Thoren is likely derived from Norse Thor names, connecting it with the thunder god and strength.
Thoren is a Scandinavian name firmly anchored in Norse mythology, constructed from "Thor," the thunder god, and the suffix "-en" or "-in," a common Scandinavian diminutive or patronymic ending. It sits in the same linguistic family as Thorin, Thorén, and Theron, names that evoke the hammer-wielding deity who protected humanity from giants and whose name gave us the English word "Thursday" (Thor's Day). The Proto-Germanic root *þunraz — meaning thunder — pulsed through Germanic and Nordic cultures as the most immediately powerful force in the natural world.
As a given name, Thoren reads as a modernised or anglicised form of the Old Norse Þórinn, borne historically by Norsemen across Scandinavia, Iceland, and the Viking diaspora. The name gained renewed popular recognition through Tolkien's Thorin Oakenshield, the proud dwarf king of The Hobbit, which introduced Norse-inflected naming aesthetics to generations of English-speaking readers.
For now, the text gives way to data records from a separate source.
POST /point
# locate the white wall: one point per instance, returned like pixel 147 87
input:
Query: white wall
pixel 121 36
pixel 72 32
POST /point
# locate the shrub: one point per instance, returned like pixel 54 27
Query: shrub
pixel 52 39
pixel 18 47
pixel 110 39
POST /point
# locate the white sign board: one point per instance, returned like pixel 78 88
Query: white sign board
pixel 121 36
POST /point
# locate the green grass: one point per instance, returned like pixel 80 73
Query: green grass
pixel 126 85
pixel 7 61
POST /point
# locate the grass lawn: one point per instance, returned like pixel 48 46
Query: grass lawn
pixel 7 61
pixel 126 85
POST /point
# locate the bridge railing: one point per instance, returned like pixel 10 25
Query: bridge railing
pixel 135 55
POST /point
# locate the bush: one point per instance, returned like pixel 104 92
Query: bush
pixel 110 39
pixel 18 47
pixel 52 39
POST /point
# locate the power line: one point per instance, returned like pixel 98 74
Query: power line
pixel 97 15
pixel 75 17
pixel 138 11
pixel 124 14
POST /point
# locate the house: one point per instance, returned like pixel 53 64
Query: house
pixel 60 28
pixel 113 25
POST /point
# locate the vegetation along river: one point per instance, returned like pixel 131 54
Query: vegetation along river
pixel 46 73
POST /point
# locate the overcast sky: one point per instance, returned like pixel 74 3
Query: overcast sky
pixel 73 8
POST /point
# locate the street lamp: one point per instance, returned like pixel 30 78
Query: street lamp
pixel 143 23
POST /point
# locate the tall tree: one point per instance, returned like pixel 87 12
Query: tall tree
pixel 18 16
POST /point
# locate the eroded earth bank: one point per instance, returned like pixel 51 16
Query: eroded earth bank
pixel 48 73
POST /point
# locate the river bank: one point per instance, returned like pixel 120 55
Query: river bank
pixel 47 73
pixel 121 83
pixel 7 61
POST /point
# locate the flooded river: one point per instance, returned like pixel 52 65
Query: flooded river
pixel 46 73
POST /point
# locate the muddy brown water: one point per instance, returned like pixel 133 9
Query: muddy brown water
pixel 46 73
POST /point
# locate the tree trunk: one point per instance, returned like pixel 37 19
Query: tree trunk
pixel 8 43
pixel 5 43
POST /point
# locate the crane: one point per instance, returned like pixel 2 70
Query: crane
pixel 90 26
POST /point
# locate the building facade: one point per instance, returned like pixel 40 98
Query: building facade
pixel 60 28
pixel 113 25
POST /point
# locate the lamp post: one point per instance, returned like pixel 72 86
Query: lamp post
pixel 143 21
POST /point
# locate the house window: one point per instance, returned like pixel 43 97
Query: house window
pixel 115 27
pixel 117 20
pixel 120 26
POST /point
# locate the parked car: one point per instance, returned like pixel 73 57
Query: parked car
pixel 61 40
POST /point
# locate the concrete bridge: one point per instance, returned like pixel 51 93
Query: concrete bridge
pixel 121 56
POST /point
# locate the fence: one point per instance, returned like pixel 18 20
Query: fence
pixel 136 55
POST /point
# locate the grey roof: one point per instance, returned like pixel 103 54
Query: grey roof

Tolkien was himself a scholar of Old Norse, and his onomastic choices have had a measurable effect on baby-naming trends.
In contemporary usage, Thoren appeals to parents who want the mythological power of Thor without the superhero bluntness of the single-syllable form. It carries a sense of ancient wilderness and Nordic heritage while feeling approachable and modern — a name that belongs equally on a Viking longship and a Scandinavian design studio.